Scioscia and his Angels will be present Saturday night when the Mariners retire Martinez's No. 11 in a pregame ceremony before the teams continue their battle for an American League wild-card berth.

The only other number retired by the franchise is the No. 24 of Hall of Famer Ken Griffey Jr.

"It means a lot. It makes me reflect on my career, reflect way back when I first started playing and look into the past and make you reflect on the people that have been involved in my life and kind of helped me and in some cases guide and teach me," said Martinez, who became Seattle's batting coach midway through the 2015 season. "In those terms, it means a lot because it's people involved that helped me through all those years."

Martinez spent his entire 18-year playing career with the Mariners, batting .312 with 309 home runs and 1,219 RBIs. A two-time American League batting champion, he had a .418 on-base percentage and .515 slugging percentage.

"It is amazing. ... Just the appreciation baseball fans here in the city have for him and what he did for such a long period of time," Mariners manager Scott Servais said. "His numbers are unbelievable when you start to look at what he did year after year after year. The on-base, the extra base, the number of hits, the clutch hits, it was crazy what he was able to do. It's great that our players get to work with him every day, learn from him."

Those who believe he's Hall-worthy -- the designated hitter of the year award is named the Edgar Martinez Award, after all -- hope this weekend's jersey retirement will shed more light on his numbers. He received 58.6 percent of the vote this past year and his two years of eligibility remaining.

"I think it could. We'll see," said Martinez in his typical low-key manner. "Only time will tell, but I think this is a positive thing."

Said Servais: "Edgar never shows much excitement. I think he's more anxious for it to be all over. It's a great honor, certainly very deserving, for what he's done for this ballclub and this city. I told staff I'm glad I'm here to see it.

"Last year when Junior did his thing it kind of energized our team a little bit. I think this will do the same."

The Mariners could use any help they can get, especially after placing ace left-hander James Paxton on the 10-day disabled list with a strained left pectoral muscle he injured in the series opener Thursday.

That leaves right-hander Yovani Gallardo as the only member of the Mariners' projected season-opening rotation still active, with Paxton, Felix Hernandez, Hisashi Iwakuma and Drew Smyly all on the DL.

The Mariners faced a similar circumstance in May.

"The difference is August is when you're battling for a (playoff) spot," Servais said. "We're going to have to be more fluid (with the pitching staff).
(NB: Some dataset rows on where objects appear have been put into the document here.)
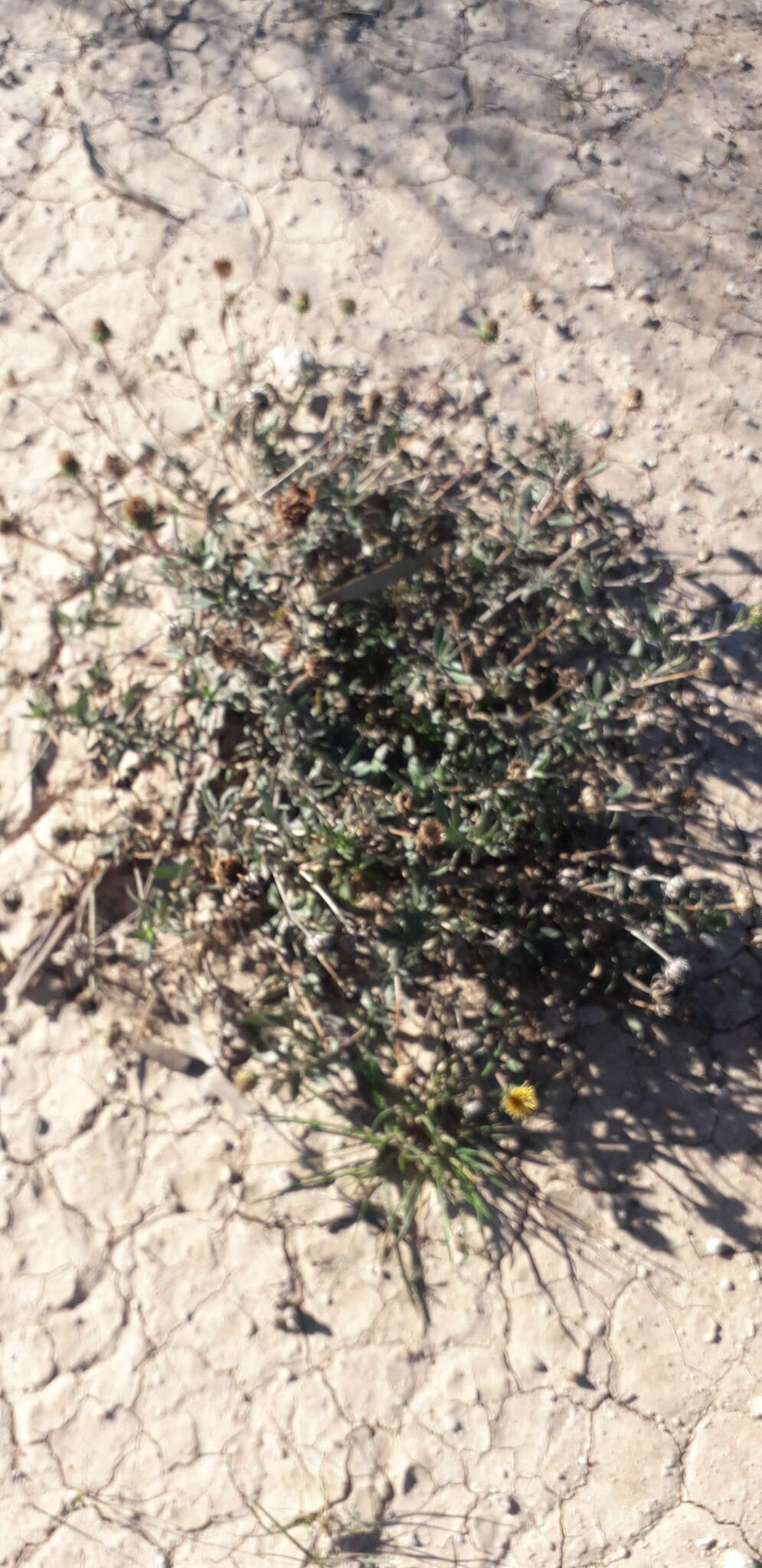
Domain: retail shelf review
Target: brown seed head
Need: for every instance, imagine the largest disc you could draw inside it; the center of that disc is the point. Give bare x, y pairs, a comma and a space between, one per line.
591, 799
70, 465
430, 836
295, 504
633, 397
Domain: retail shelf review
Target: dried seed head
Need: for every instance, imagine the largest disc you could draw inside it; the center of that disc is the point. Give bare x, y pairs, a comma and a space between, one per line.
319, 942
633, 397
293, 505
473, 1107
591, 799
676, 971
430, 836
139, 513
489, 332
101, 333
70, 465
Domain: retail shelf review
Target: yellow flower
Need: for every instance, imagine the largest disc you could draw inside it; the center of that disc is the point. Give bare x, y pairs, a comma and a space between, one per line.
521, 1099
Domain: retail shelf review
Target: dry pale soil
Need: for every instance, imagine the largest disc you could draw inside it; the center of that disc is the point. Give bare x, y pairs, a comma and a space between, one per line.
179, 1363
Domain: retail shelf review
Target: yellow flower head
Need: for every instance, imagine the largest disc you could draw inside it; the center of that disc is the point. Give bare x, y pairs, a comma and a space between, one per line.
521, 1099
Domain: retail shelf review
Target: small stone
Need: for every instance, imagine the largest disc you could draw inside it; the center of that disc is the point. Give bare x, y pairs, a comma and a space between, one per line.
717, 1247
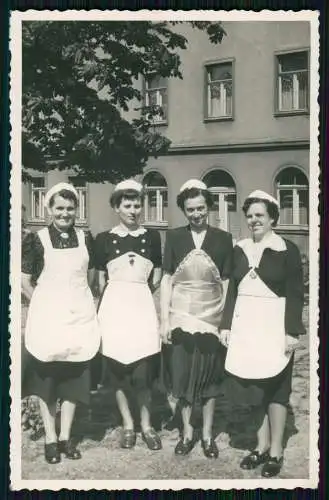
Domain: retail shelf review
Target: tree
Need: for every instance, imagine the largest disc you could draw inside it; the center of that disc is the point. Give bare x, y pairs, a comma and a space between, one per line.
80, 77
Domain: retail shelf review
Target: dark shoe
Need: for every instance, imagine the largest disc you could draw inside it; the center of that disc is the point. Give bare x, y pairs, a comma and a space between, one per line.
152, 439
184, 446
272, 466
128, 439
69, 449
253, 460
209, 447
52, 454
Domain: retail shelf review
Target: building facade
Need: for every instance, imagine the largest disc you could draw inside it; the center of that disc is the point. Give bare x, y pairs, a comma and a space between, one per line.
239, 121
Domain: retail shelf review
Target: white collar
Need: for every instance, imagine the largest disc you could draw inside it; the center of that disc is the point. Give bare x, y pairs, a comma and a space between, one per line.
273, 241
123, 231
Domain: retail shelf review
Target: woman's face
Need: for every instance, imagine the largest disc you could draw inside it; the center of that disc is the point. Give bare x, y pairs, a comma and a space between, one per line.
196, 211
129, 211
258, 220
63, 212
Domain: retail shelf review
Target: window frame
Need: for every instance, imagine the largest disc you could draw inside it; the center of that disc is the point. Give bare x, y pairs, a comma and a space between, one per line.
206, 65
146, 90
292, 112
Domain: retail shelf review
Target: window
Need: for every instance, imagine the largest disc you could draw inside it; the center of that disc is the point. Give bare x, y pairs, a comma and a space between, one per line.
292, 193
81, 188
219, 90
292, 84
156, 95
156, 199
38, 191
223, 213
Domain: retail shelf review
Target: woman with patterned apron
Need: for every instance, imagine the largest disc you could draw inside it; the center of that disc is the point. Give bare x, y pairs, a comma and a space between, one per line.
261, 323
61, 330
129, 264
197, 264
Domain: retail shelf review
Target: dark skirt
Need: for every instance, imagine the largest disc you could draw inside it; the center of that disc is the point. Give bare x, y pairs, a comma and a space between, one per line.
137, 376
68, 381
260, 392
192, 366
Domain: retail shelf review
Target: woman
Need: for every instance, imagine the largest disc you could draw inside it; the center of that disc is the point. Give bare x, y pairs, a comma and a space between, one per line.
61, 329
197, 263
129, 265
261, 323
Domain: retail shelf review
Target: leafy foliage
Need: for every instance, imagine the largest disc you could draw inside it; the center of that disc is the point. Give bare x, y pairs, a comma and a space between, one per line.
79, 81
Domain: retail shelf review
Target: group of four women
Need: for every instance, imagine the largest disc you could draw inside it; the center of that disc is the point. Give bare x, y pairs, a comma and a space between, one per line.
224, 313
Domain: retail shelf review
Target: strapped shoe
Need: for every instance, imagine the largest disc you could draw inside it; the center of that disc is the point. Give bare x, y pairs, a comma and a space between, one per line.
69, 449
272, 466
253, 460
209, 447
152, 439
52, 454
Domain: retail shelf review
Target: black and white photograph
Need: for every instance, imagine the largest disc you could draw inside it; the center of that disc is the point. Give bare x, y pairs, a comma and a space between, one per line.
164, 249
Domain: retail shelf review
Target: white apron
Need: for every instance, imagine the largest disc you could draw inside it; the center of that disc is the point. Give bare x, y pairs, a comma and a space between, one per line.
127, 314
257, 342
62, 322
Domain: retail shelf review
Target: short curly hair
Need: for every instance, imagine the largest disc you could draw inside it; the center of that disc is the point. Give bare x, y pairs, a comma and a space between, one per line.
271, 208
193, 193
129, 194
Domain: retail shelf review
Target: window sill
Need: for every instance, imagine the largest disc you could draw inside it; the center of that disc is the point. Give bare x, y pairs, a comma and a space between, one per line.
294, 112
218, 119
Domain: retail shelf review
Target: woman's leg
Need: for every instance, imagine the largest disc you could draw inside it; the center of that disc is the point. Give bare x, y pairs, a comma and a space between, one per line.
48, 415
208, 410
67, 415
123, 405
277, 422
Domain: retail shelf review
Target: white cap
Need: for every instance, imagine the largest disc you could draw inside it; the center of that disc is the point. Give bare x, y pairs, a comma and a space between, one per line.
129, 184
193, 183
262, 195
57, 188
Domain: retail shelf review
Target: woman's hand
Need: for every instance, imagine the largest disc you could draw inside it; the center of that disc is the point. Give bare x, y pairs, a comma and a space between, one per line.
224, 337
291, 344
165, 332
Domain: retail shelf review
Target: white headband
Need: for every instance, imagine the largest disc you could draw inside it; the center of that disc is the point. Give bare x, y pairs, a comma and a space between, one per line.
262, 195
129, 184
57, 188
193, 183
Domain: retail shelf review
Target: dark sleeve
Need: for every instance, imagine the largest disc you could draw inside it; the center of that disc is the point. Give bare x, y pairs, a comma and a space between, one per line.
294, 292
231, 296
168, 255
156, 255
228, 259
32, 254
100, 260
90, 248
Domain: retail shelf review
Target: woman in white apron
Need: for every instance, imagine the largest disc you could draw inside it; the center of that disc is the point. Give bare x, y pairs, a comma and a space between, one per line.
197, 264
61, 332
261, 323
128, 259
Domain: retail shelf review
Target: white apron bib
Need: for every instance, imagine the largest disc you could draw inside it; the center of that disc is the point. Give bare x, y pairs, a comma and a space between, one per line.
257, 342
62, 322
127, 314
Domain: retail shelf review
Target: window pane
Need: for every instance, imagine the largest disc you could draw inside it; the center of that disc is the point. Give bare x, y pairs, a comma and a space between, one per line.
293, 62
286, 206
220, 72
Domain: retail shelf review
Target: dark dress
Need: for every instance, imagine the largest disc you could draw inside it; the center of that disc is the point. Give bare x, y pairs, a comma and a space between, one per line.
127, 315
192, 365
60, 379
264, 303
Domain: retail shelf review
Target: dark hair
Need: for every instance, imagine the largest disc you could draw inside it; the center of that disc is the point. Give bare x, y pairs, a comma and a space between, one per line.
271, 207
193, 193
67, 194
130, 194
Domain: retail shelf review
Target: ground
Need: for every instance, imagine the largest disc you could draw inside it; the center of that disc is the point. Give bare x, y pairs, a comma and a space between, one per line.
234, 429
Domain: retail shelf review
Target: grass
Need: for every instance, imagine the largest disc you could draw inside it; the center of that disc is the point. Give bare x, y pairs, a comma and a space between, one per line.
234, 428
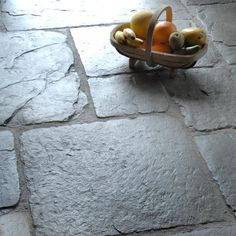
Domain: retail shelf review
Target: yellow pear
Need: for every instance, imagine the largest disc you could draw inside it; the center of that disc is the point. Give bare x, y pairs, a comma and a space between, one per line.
139, 23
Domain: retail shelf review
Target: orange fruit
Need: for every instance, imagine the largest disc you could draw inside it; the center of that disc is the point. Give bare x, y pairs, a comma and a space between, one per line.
162, 31
139, 23
161, 47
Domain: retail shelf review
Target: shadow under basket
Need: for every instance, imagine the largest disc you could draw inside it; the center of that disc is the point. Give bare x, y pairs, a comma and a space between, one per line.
154, 58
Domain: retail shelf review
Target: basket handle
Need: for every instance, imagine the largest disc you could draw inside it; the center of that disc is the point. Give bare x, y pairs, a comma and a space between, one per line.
151, 27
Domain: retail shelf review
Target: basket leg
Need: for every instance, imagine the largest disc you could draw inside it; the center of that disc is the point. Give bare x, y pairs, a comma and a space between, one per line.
173, 72
132, 62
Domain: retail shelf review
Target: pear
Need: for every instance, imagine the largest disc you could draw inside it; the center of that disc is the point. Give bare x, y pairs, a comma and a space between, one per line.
176, 40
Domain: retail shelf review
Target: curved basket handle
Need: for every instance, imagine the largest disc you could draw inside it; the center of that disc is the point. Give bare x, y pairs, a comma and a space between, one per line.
151, 27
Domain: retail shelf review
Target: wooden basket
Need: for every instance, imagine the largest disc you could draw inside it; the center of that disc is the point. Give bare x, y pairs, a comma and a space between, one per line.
153, 58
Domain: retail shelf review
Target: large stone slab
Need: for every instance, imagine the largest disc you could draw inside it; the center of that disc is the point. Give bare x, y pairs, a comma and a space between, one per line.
206, 2
37, 82
219, 20
226, 230
9, 181
206, 97
14, 224
21, 14
219, 151
127, 175
128, 94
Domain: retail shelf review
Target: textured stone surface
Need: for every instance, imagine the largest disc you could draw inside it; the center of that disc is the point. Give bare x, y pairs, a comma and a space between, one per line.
206, 2
229, 230
22, 14
36, 92
125, 175
9, 182
128, 94
206, 96
225, 229
219, 151
14, 224
218, 20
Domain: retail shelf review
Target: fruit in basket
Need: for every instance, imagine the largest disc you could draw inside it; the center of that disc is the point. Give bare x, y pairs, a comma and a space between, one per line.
161, 47
120, 37
129, 33
188, 50
137, 42
194, 36
139, 23
176, 40
162, 32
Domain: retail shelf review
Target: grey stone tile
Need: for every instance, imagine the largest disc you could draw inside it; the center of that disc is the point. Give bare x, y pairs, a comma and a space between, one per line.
37, 83
219, 20
14, 224
206, 97
228, 230
126, 175
207, 2
9, 181
219, 151
51, 14
128, 94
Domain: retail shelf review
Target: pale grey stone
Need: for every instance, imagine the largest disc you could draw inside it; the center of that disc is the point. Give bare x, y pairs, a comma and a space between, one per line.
211, 58
206, 2
58, 94
128, 94
14, 224
37, 82
98, 56
226, 230
219, 20
206, 97
19, 15
9, 181
219, 151
126, 175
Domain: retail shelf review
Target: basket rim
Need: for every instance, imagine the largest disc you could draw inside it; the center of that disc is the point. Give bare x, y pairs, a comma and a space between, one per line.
119, 47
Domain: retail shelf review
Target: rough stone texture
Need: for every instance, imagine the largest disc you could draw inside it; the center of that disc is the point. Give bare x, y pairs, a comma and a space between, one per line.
225, 229
128, 94
14, 224
21, 14
9, 182
36, 92
219, 151
125, 175
207, 2
229, 230
221, 28
207, 97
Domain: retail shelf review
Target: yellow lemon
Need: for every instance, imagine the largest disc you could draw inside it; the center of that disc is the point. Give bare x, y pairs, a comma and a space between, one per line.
139, 23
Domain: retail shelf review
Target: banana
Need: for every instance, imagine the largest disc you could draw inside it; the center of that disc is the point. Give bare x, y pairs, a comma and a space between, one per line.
119, 37
129, 34
137, 42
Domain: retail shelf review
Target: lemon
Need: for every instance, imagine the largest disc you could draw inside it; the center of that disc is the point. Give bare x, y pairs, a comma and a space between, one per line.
139, 23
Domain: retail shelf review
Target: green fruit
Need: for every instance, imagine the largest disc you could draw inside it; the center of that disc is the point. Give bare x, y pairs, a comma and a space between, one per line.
176, 40
194, 36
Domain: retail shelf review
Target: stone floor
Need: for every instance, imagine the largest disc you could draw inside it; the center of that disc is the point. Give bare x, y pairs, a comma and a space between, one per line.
90, 147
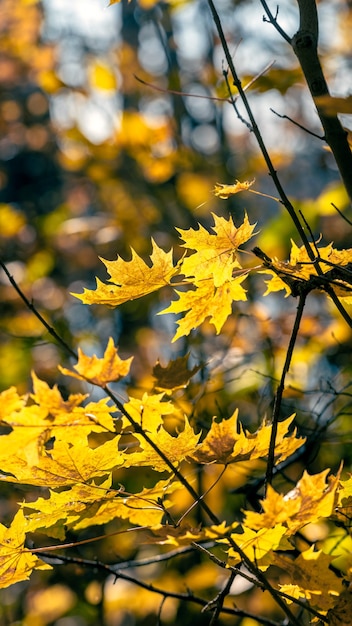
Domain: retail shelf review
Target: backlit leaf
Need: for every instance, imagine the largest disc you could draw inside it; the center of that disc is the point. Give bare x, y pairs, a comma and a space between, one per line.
131, 279
256, 545
313, 498
227, 442
100, 371
16, 561
175, 375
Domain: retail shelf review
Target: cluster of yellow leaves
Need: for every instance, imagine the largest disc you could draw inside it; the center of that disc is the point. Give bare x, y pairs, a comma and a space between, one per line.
210, 270
335, 266
47, 443
210, 275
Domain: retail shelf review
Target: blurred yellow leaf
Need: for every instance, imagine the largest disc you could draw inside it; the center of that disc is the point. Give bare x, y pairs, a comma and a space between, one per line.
175, 375
100, 371
256, 545
313, 498
227, 442
16, 561
225, 191
131, 279
311, 574
341, 613
102, 77
331, 105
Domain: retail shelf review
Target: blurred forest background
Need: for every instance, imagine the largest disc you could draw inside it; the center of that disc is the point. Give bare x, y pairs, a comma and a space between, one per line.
94, 161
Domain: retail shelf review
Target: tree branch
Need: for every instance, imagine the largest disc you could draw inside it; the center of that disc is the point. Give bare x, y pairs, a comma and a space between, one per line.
305, 46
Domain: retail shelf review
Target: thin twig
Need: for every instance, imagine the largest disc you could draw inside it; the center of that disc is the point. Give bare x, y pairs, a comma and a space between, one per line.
273, 20
341, 214
280, 389
35, 312
255, 129
306, 130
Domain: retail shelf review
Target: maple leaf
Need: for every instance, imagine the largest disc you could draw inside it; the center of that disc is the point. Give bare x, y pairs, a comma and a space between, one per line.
205, 302
256, 545
131, 279
227, 442
214, 252
145, 508
312, 499
341, 613
148, 411
312, 577
213, 274
175, 448
16, 561
11, 403
51, 398
100, 371
301, 271
224, 191
65, 465
175, 375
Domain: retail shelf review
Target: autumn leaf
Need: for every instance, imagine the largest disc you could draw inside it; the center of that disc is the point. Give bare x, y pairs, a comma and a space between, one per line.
147, 412
131, 279
176, 448
145, 508
51, 398
175, 375
311, 578
16, 561
301, 270
341, 613
204, 302
224, 191
227, 442
100, 371
215, 252
66, 464
256, 545
313, 498
331, 105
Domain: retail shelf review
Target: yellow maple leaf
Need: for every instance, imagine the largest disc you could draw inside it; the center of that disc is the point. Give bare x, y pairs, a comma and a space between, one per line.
312, 577
175, 448
206, 301
256, 545
175, 375
66, 464
312, 499
100, 371
227, 442
212, 273
131, 279
148, 411
224, 191
51, 398
143, 508
300, 269
16, 561
341, 613
11, 403
215, 253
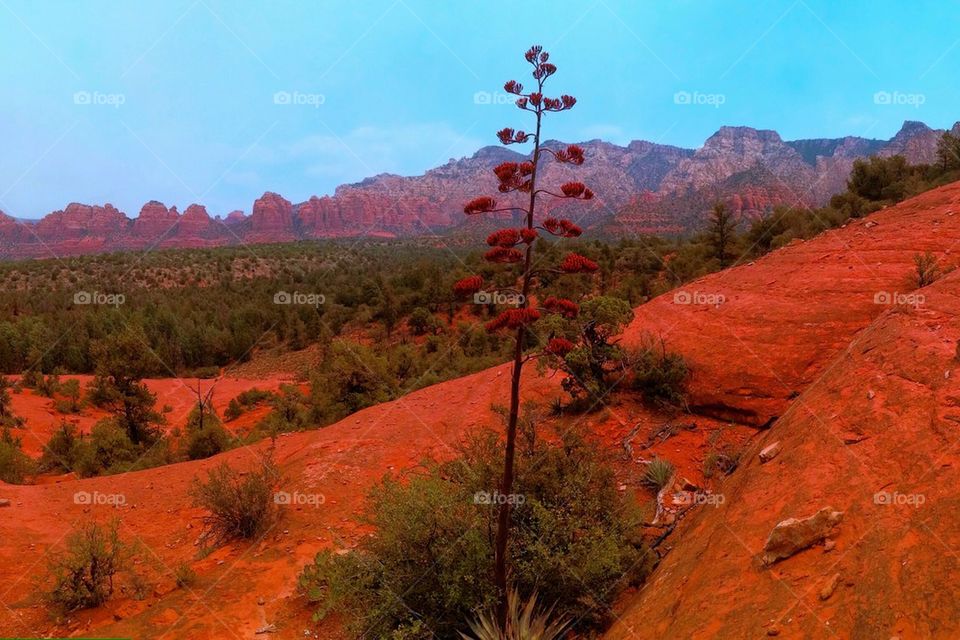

The plan is going to be a little different, not conventional, but I think it can work."

The Mariners will send right-hander Erasmo Ramirez (4-4, 5.10 ERA), re-acquired from Tampa Bay in a July 28 trade, to the mound Saturday to face Angels right-hander JC Ramirez (10-10, 4.21).

Erasmo Ramirez is 4-2 with a 2.49 ERA in 10 career appearances against the Angels, including six starts.

JC Ramirez began his career in the Mariners organization before being part of the 2009 deal with Philadelphia that brought Cliff Lee to Seattle. He returned to the Mariners briefly in 2015 before the Angels claimed him off waivers from Cincinnati last season.

He has never started against the Mariners, but is 1-0 with a 5.00 ERA in six relief appearances against them. He earned a victory against Seattle on April 8 at Angel Stadium, his last relief appearance before being moved into the rotation.

JC Ramirez struggled in his last start, allowing six runs on eight hits in seven innings against Baltimore, but had a 1.93 ERA over his previous five starts, including eight shutout innings Aug. 2 against Philadelphia.

He credited his recent success to his sinker.

"Lately, it's been moving a lot," JC Ramirez told The Orange County Register after his start against the Phillies. "I don't know if I'm doing something with my hands, but I like it. If I'm throwing it for strikes, then I can do whatever I want to do with that sinker because they're swinging at it sometimes when I'm behind in the count. I like where it is right now."